His district received Bs and Cs in preliminary ratings, but Woods said his opposition to the letter grade system isn’t about Northside.
“What’s wrong is wrong. We shouldn’t just evaluate based on how well we look. I just fundamentally believe that the system itself is flawed in a number of ways,” he said, adding that schools should be judged based on a wider array of criteria, such as attendance, discipline and fine arts. “Schools are just more complex organizations than what the state chooses to measure on the tests that it gives students.”
Under TEA’s old accountability formula, schools could earn up to a third of its points based on its ability to help students catch up to grade level if they start out behind — a measure commonly known as “school progress.”
Under the new formula, school progress can count for more than two-thirds of a school’s rating. The school also has the option of being rated based on how it compares to schools with similar characteristics, such as poverty rates.
Weiner said those options remove concerns that high-poverty schools will be at a disadvantage.
“If your students are growing — even if they started out three grade levels behind and they end up only one grade level behind — you’re getting credit for all that growth in a way you never have before in a Texas accountability system,” Weiner said.
But Woods said he thinks the letter grades will still correlate with the economic status of the families in the school.

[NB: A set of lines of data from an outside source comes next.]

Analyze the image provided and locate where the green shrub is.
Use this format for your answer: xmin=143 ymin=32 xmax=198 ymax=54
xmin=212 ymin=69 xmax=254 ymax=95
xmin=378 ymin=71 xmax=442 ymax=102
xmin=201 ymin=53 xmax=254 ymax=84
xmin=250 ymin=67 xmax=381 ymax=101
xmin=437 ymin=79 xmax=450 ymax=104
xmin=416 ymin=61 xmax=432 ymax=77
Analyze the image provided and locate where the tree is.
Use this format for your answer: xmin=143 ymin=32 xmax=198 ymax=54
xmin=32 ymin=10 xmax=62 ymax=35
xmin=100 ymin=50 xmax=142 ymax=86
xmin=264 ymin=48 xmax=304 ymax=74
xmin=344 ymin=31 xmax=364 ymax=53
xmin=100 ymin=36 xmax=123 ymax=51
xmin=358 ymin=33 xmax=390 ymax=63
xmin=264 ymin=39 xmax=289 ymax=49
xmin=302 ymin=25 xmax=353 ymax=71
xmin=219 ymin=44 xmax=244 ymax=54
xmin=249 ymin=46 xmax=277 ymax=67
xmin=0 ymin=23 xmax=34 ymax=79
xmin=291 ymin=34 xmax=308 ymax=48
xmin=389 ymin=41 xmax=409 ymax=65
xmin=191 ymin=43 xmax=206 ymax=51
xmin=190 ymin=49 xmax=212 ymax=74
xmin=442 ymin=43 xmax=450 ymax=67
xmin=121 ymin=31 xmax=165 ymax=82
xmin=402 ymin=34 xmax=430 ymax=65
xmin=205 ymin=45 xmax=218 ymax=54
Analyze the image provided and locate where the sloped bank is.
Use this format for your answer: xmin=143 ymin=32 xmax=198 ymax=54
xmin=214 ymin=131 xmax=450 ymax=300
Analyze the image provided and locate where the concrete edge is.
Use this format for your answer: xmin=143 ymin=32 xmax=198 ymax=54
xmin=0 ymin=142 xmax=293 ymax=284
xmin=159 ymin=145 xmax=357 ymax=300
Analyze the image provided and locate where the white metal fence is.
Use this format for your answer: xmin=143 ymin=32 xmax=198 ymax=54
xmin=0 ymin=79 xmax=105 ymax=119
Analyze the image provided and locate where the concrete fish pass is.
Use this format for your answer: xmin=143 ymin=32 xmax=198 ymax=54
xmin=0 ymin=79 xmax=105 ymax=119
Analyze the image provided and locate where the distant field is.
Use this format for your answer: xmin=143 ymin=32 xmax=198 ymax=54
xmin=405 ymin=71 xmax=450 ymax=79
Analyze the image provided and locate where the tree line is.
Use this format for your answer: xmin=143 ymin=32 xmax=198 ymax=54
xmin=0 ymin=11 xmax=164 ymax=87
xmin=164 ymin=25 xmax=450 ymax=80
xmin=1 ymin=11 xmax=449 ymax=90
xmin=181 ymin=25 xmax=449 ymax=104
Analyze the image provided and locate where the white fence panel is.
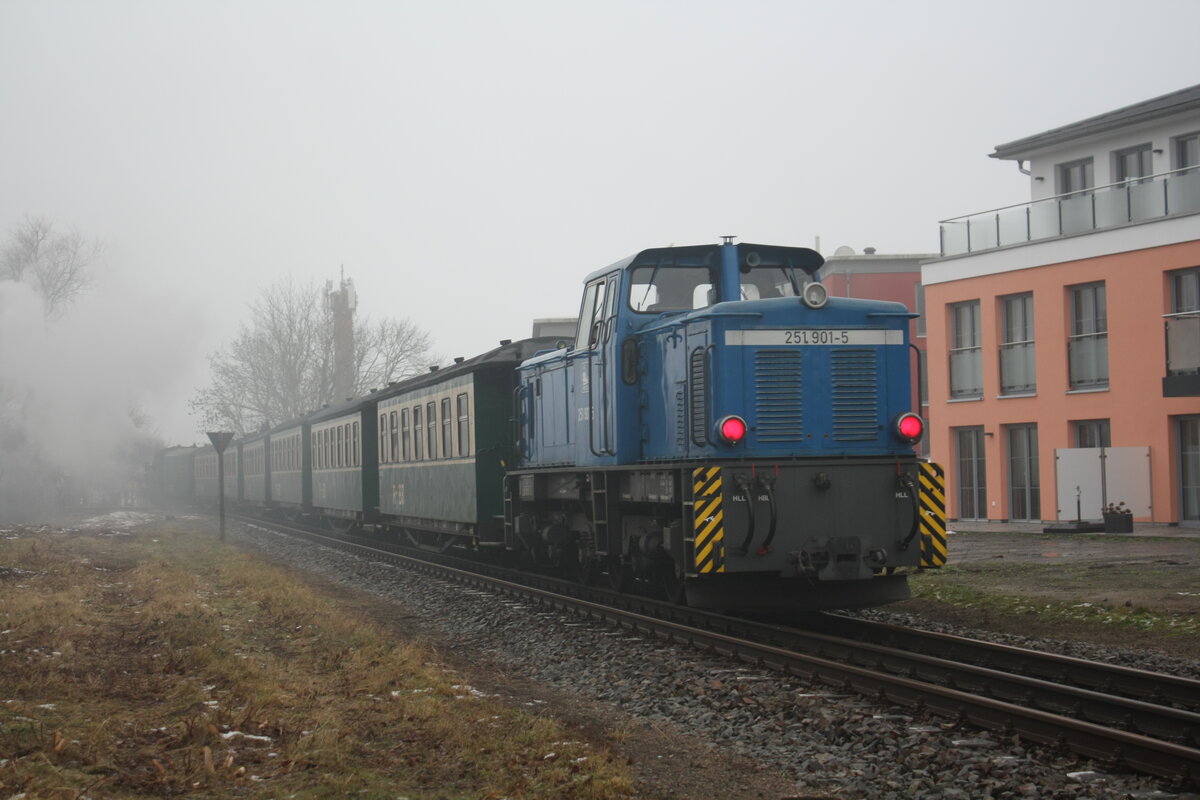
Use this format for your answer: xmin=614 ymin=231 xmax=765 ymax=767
xmin=1054 ymin=446 xmax=1151 ymax=520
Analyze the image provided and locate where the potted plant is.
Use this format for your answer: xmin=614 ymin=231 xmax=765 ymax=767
xmin=1103 ymin=501 xmax=1134 ymax=533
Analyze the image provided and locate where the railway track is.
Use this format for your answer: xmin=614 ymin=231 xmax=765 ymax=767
xmin=237 ymin=514 xmax=1200 ymax=789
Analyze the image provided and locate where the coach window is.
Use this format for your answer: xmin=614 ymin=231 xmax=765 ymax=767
xmin=389 ymin=411 xmax=399 ymax=463
xmin=401 ymin=409 xmax=410 ymax=461
xmin=334 ymin=427 xmax=342 ymax=468
xmin=441 ymin=398 xmax=452 ymax=457
xmin=379 ymin=415 xmax=388 ymax=463
xmin=413 ymin=406 xmax=423 ymax=460
xmin=353 ymin=422 xmax=359 ymax=467
xmin=456 ymin=393 xmax=469 ymax=456
xmin=426 ymin=401 xmax=437 ymax=459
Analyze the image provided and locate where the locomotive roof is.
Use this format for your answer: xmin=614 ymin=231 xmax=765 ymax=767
xmin=583 ymin=242 xmax=825 ymax=283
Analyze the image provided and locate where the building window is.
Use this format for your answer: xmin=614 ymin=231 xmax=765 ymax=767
xmin=955 ymin=427 xmax=987 ymax=520
xmin=1181 ymin=417 xmax=1200 ymax=523
xmin=1167 ymin=267 xmax=1200 ymax=377
xmin=914 ymin=283 xmax=926 ymax=337
xmin=1074 ymin=419 xmax=1111 ymax=448
xmin=999 ymin=293 xmax=1035 ymax=394
xmin=949 ymin=301 xmax=982 ymax=398
xmin=1007 ymin=424 xmax=1040 ymax=521
xmin=1175 ymin=132 xmax=1200 ymax=174
xmin=1114 ymin=144 xmax=1153 ymax=184
xmin=456 ymin=393 xmax=470 ymax=456
xmin=1068 ymin=282 xmax=1108 ymax=389
xmin=1058 ymin=157 xmax=1094 ymax=196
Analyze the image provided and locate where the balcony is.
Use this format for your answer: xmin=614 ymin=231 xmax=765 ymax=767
xmin=940 ymin=167 xmax=1200 ymax=257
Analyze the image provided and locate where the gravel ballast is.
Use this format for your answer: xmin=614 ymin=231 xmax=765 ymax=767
xmin=233 ymin=521 xmax=1198 ymax=800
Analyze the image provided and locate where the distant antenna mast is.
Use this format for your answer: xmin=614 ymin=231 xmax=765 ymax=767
xmin=326 ymin=267 xmax=357 ymax=401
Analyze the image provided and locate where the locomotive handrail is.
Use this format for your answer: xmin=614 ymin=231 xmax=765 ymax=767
xmin=758 ymin=479 xmax=778 ymax=555
xmin=866 ymin=311 xmax=920 ymax=319
xmin=897 ymin=473 xmax=920 ymax=551
xmin=734 ymin=475 xmax=757 ymax=557
xmin=671 ymin=311 xmax=763 ymax=325
xmin=513 ymin=384 xmax=530 ymax=459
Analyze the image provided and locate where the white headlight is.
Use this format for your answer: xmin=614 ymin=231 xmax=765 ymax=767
xmin=802 ymin=282 xmax=829 ymax=309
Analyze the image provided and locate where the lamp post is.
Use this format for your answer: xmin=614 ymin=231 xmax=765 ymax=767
xmin=206 ymin=431 xmax=235 ymax=542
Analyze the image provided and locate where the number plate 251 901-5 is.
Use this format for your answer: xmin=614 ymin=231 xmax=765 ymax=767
xmin=724 ymin=329 xmax=904 ymax=346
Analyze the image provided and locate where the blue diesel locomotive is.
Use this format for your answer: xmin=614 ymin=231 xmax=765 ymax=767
xmin=507 ymin=239 xmax=942 ymax=608
xmin=159 ymin=239 xmax=944 ymax=611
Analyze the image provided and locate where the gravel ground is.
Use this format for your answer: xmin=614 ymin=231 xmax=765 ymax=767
xmin=218 ymin=519 xmax=1200 ymax=800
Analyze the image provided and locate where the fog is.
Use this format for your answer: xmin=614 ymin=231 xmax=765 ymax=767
xmin=2 ymin=1 xmax=1198 ymax=518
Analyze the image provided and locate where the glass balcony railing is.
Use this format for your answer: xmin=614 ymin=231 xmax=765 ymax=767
xmin=1166 ymin=312 xmax=1200 ymax=376
xmin=940 ymin=167 xmax=1200 ymax=256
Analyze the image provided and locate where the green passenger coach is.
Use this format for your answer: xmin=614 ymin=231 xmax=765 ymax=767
xmin=375 ymin=338 xmax=562 ymax=550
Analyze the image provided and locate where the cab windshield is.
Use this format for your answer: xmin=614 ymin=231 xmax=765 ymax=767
xmin=628 ymin=263 xmax=803 ymax=311
xmin=629 ymin=265 xmax=714 ymax=313
xmin=736 ymin=265 xmax=801 ymax=301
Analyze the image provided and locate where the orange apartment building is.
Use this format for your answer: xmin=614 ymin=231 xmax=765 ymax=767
xmin=924 ymin=84 xmax=1200 ymax=526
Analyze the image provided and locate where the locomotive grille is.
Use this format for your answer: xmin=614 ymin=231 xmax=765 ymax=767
xmin=689 ymin=348 xmax=707 ymax=445
xmin=754 ymin=350 xmax=804 ymax=442
xmin=675 ymin=384 xmax=687 ymax=447
xmin=831 ymin=349 xmax=879 ymax=441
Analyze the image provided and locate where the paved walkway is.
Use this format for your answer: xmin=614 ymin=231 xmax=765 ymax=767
xmin=947 ymin=519 xmax=1200 ymax=538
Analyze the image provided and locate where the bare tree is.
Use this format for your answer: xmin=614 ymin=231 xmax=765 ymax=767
xmin=1 ymin=216 xmax=102 ymax=316
xmin=190 ymin=278 xmax=436 ymax=436
xmin=354 ymin=317 xmax=434 ymax=395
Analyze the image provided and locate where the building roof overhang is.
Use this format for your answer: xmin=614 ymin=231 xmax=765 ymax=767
xmin=989 ymin=83 xmax=1200 ymax=161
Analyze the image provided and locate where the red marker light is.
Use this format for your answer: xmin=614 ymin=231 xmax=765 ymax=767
xmin=895 ymin=413 xmax=924 ymax=442
xmin=718 ymin=415 xmax=747 ymax=444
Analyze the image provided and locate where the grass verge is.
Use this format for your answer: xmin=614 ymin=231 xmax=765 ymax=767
xmin=906 ymin=562 xmax=1200 ymax=644
xmin=0 ymin=521 xmax=635 ymax=799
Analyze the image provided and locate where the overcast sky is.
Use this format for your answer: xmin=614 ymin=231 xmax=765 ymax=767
xmin=3 ymin=0 xmax=1198 ymax=445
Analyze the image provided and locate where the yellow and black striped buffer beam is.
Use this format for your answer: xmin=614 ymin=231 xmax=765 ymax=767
xmin=918 ymin=461 xmax=947 ymax=568
xmin=692 ymin=467 xmax=725 ymax=574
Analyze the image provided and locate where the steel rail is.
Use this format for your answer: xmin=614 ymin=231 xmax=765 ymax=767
xmin=819 ymin=613 xmax=1200 ymax=711
xmin=234 ymin=515 xmax=1200 ymax=787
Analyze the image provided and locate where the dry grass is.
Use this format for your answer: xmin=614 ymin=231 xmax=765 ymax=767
xmin=0 ymin=521 xmax=636 ymax=798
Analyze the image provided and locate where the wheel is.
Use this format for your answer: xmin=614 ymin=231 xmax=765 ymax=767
xmin=605 ymin=554 xmax=632 ymax=593
xmin=657 ymin=562 xmax=687 ymax=605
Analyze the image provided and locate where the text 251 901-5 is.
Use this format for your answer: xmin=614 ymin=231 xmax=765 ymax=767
xmin=784 ymin=329 xmax=851 ymax=345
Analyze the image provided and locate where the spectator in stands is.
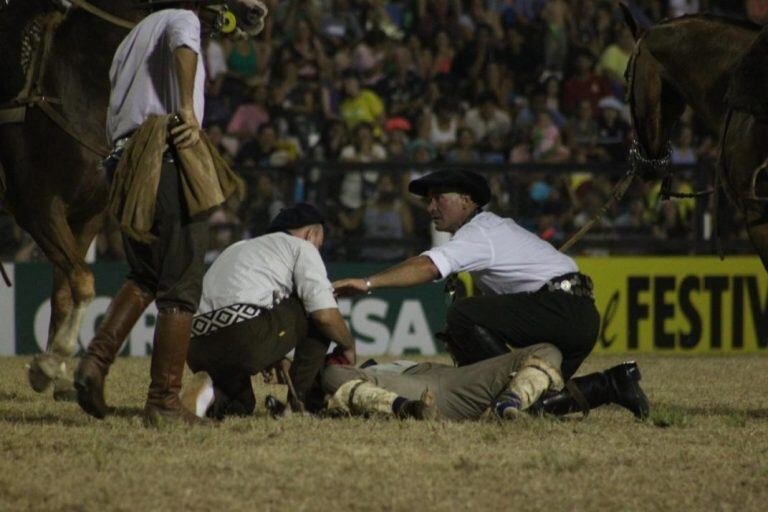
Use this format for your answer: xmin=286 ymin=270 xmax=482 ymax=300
xmin=596 ymin=26 xmax=634 ymax=97
xmin=668 ymin=0 xmax=700 ymax=16
xmin=312 ymin=119 xmax=348 ymax=162
xmin=532 ymin=111 xmax=570 ymax=163
xmin=206 ymin=123 xmax=236 ymax=165
xmin=321 ymin=0 xmax=364 ymax=46
xmin=481 ymin=130 xmax=509 ymax=164
xmin=203 ymin=39 xmax=231 ymax=125
xmin=451 ymin=23 xmax=497 ymax=94
xmin=447 ymin=127 xmax=480 ymax=162
xmin=419 ymin=96 xmax=460 ymax=156
xmin=284 ymin=17 xmax=328 ymax=83
xmin=339 ymin=122 xmax=387 ymax=210
xmin=340 ymin=174 xmax=414 ymax=261
xmin=416 ymin=0 xmax=463 ymax=43
xmin=653 ymin=200 xmax=691 ymax=240
xmin=271 ymin=60 xmax=318 ymax=150
xmin=226 ymin=84 xmax=271 ymax=142
xmin=614 ymin=197 xmax=653 ymax=236
xmin=430 ymin=29 xmax=455 ymax=77
xmin=541 ymin=0 xmax=571 ymax=79
xmin=384 ymin=117 xmax=413 ymax=161
xmin=241 ymin=173 xmax=286 ymax=237
xmin=498 ymin=26 xmax=542 ymax=89
xmin=565 ymin=99 xmax=600 ymax=161
xmin=235 ymin=123 xmax=282 ymax=167
xmin=227 ymin=37 xmax=262 ymax=87
xmin=573 ymin=183 xmax=613 ymax=233
xmin=563 ymin=49 xmax=611 ymax=116
xmin=595 ymin=96 xmax=630 ymax=162
xmin=353 ymin=29 xmax=389 ymax=87
xmin=509 ymin=131 xmax=534 ymax=164
xmin=378 ymin=44 xmax=427 ymax=122
xmin=517 ymin=88 xmax=567 ymax=130
xmin=464 ymin=91 xmax=511 ymax=144
xmin=206 ymin=196 xmax=244 ymax=264
xmin=340 ymin=70 xmax=386 ymax=132
xmin=671 ymin=125 xmax=697 ymax=165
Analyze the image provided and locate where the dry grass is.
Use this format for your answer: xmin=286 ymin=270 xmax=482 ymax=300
xmin=1 ymin=355 xmax=767 ymax=511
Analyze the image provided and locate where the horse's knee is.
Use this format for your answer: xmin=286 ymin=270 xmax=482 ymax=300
xmin=69 ymin=267 xmax=95 ymax=304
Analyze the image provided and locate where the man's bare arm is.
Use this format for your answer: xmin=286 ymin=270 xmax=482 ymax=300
xmin=310 ymin=307 xmax=356 ymax=364
xmin=171 ymin=46 xmax=200 ymax=148
xmin=333 ymin=255 xmax=440 ymax=297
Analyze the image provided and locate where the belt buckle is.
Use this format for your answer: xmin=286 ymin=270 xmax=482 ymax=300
xmin=560 ymin=279 xmax=572 ymax=292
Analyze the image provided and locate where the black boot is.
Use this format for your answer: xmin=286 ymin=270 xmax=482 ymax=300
xmin=529 ymin=362 xmax=650 ymax=420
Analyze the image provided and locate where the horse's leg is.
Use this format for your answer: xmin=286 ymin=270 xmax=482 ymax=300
xmin=24 ymin=197 xmax=96 ymax=397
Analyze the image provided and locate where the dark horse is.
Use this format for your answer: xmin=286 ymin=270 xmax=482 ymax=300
xmin=622 ymin=6 xmax=768 ymax=271
xmin=0 ymin=0 xmax=141 ymax=397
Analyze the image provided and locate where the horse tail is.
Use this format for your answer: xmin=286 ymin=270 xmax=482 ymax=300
xmin=620 ymin=2 xmax=642 ymax=40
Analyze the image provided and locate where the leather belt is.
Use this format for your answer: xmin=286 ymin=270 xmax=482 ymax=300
xmin=544 ymin=272 xmax=594 ymax=299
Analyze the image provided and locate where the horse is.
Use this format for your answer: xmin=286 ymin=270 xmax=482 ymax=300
xmin=0 ymin=0 xmax=140 ymax=399
xmin=621 ymin=5 xmax=768 ymax=271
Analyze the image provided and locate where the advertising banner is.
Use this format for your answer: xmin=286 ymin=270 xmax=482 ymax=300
xmin=2 ymin=258 xmax=766 ymax=356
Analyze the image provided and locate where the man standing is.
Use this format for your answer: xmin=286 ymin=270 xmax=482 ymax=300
xmin=74 ymin=0 xmax=268 ymax=426
xmin=184 ymin=203 xmax=356 ymax=418
xmin=333 ymin=170 xmax=648 ymax=418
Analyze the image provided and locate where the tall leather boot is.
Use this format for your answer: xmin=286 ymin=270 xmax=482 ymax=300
xmin=74 ymin=281 xmax=154 ymax=419
xmin=143 ymin=307 xmax=206 ymax=427
xmin=529 ymin=362 xmax=650 ymax=420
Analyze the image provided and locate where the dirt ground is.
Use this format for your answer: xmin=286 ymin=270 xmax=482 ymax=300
xmin=0 ymin=354 xmax=767 ymax=512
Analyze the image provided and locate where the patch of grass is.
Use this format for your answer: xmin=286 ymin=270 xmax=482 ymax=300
xmin=1 ymin=355 xmax=767 ymax=511
xmin=650 ymin=405 xmax=692 ymax=428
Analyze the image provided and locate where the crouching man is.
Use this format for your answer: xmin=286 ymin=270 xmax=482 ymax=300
xmin=321 ymin=343 xmax=563 ymax=420
xmin=184 ymin=203 xmax=355 ymax=418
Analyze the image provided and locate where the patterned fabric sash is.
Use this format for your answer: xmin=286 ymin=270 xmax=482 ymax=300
xmin=192 ymin=303 xmax=264 ymax=338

“I think there’s very clearly a movement in our state, and a larger movement in our country, to privatize what has been called traditionally public schools. And I think that part of the motivation behind an A through F grading or weighting system … is about finding a way to make sure that at least some schools don’t make the mark because it helps the narrative that somehow public schools aren’t serving children well,” Woods said.
San Antonio ISD superintendent Pedro Martinez sees the letter grade system more favorably.
“I actually think grades are actually going to help us, because what I believe is going to happen is families will see that you can have a high-poverty campus, or a campus that has a very diverse set of children, and they’re doing amazing things in the classroom,” said Martinez, who has formed several partnerships with charter schools.